Seve Ballesteros died at his home in Pedreña, northern Spain, in the early hours of Saturday morning when he finally lost his courageous battle at 2.10am.
George O’Grady, Chief Executive of The European Tour, led the tributes.
He said: “This is such a very sad day for all who love golf. Seve’s unique legacy must be the inspiration he has given to so many to watch, support, and play golf, and finally to fight a cruel illness with equal flair, passion, and fierce determination. We have all been so blessed to live in his era. He was the inspiration behind The European Tour.”
Seve's family confirmed the sad news in a statement at www.seveballesteros.com which read: "At 02:10 hours [Spanish time], Seve Ballesteros - accompanied by his family at his home in Pedrena - died due to respiratory failure.

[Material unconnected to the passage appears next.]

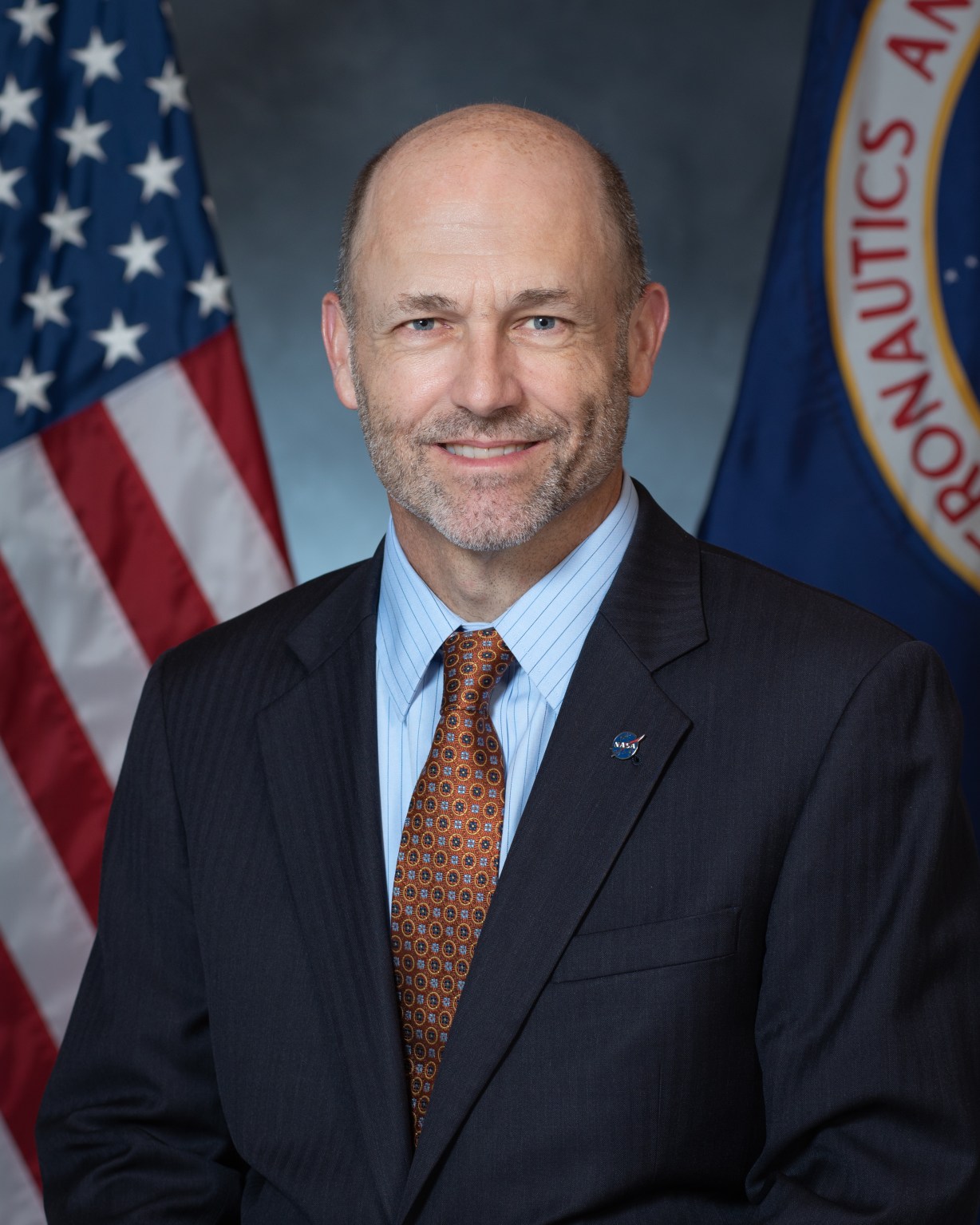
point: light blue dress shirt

"The family appreciates all the expressions of support and affection they have received since Seve was admitted on October 5, 2008 at the Hospital Universitario La Paz in Madrid.
"At the same time, please respect our privacy at such a painful time. Thank you very much."
All the players wore black ribbons during the third round of the Open de España at Real Club de Golf El Prat. There was a minute’s silence at 14.45 and the flags were at half-mast.
The 54 year old had health problems since being diagnosed with a brain tumour in 2008 after losing consciousness at Madrid Airport.
The five-time Major Champion had four operations to remove the tumour as well as undergoing chemotherapy.
Ballesteros, who claimed 87 titles over his career, won The Open in 1979, 1984 and 1988 and became the first European to win the Masters Tournament at Augusta National in 1980, repeating the feat in 1983.
He also enjoyed a sensational Ryder Cup career as both player and captain - playing in eight Ryder Cups and winning 20 points from 37 matches before guiding Europe to victory over the United States at Valderrama in 1997.
He appeared in public for the first time following the surgery in May 2009 when he went to watch his local football team Racing Santander and was given a standing ovation.
He had called his battle against the tumour the "hardest challenge of my life."